Regarding the proposal system, for now it's only accumulating tokens, I haven't yet decided on how they will be distributed but it will for sure use a stake based voting system.

I see with the fees and proposal system, but why do you need a way to reach consensus considering that Steem already does that for you? I’m just trying to understand — thank you for your time.

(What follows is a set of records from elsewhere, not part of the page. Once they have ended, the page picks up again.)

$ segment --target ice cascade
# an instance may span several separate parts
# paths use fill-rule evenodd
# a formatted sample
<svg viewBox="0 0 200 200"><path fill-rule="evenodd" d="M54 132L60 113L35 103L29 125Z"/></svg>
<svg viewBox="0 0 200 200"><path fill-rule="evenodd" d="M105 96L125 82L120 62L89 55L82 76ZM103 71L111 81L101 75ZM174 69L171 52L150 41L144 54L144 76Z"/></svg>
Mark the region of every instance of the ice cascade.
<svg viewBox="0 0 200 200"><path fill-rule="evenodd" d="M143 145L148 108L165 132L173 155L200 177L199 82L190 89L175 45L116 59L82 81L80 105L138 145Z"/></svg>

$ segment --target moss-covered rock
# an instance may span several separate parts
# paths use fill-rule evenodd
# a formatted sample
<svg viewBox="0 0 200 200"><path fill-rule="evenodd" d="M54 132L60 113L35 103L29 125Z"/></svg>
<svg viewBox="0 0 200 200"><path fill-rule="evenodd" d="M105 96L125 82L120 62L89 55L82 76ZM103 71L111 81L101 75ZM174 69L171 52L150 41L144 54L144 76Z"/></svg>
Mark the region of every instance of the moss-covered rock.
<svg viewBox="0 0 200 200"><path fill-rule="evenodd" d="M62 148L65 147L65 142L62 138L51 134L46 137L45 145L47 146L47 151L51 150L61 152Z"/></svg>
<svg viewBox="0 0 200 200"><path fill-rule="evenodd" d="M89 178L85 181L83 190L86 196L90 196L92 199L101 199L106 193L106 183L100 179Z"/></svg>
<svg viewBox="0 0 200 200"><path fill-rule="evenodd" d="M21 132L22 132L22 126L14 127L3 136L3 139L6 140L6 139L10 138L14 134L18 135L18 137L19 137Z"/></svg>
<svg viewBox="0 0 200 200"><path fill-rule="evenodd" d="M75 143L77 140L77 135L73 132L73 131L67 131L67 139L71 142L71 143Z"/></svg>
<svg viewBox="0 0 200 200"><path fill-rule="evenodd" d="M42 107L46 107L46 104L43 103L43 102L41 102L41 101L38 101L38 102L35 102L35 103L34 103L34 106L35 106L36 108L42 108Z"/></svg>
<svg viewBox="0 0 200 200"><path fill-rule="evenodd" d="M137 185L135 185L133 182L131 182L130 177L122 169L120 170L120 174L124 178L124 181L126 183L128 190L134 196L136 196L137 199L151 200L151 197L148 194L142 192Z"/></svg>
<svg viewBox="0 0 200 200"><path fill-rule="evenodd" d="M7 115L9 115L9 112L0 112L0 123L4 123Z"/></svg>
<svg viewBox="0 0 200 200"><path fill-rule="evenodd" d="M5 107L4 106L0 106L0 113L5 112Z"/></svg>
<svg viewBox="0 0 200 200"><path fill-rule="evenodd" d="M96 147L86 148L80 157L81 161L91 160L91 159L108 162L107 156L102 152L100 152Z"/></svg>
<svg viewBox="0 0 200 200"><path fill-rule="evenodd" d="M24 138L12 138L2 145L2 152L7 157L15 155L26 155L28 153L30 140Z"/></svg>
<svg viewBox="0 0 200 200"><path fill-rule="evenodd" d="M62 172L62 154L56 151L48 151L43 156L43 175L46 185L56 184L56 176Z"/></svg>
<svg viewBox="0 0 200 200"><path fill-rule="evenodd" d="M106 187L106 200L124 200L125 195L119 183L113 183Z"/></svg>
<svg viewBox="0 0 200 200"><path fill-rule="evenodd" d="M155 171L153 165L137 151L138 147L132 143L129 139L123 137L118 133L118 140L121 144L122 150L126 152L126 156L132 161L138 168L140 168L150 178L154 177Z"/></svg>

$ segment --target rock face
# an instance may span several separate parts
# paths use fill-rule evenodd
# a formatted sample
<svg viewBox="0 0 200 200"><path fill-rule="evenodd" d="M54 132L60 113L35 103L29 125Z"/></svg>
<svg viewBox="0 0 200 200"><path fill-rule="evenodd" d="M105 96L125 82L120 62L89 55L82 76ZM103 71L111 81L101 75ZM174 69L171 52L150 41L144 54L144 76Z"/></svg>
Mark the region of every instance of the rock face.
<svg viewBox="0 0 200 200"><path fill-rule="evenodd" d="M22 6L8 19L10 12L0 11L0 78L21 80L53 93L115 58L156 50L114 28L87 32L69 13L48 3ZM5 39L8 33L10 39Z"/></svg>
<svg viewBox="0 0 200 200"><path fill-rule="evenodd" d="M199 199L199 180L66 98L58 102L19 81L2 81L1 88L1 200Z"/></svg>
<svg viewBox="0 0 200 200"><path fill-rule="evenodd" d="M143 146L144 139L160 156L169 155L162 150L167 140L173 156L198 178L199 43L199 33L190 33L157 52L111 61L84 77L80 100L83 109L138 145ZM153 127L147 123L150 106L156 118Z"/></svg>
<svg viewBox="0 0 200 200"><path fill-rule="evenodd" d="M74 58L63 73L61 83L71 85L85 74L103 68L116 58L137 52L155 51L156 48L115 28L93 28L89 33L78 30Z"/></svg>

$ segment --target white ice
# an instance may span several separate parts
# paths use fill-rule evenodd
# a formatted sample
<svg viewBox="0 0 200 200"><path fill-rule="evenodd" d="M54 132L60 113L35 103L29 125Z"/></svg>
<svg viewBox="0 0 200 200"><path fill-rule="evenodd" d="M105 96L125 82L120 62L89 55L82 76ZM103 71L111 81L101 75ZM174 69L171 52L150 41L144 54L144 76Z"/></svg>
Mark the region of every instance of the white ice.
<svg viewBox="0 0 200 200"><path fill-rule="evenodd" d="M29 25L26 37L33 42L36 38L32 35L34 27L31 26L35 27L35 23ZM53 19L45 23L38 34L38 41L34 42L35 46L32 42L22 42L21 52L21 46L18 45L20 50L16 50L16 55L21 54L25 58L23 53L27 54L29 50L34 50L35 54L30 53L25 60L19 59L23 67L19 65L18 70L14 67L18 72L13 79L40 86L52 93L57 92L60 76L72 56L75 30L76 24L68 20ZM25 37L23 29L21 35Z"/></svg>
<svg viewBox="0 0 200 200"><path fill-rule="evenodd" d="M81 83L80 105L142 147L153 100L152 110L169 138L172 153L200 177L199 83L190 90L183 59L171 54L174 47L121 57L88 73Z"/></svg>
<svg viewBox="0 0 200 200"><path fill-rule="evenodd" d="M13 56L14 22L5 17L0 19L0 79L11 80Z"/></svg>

Basically, the Steem blockchain provides the consensus for the inputs but you need to have a way to reach a consensus on the outputs, If I take your example with the counters, if one node is somehow not able to reach 1000 loops, it will then provide invalid data, so you need to have a way to indicate that the transactions were (not) processed as they should have. Then you compare this output across the other nodes and try to reach a consensus. (but that's theory... for now I'm just thinking about a tool that will get the blocks from the nodes, compare them and expose the results of the comparison, that will easily show which nodes are not "doing their job" correctly so that you can vote them out if necessary. (as the nodes that are in the top 21 are getting tokens every time a block is produced)

Ok great; Stratos is doing a similar thing but I just don't call them 'blocks', I call them 'consensus checks'. Every 5 minutes or so every node (who opts in) posts a hash of their current state to the blockchain and compares that to everyone else's. So then you can audit whether the nodes are in consensus easily as well as tell if there is a problem with consensus while in testnet.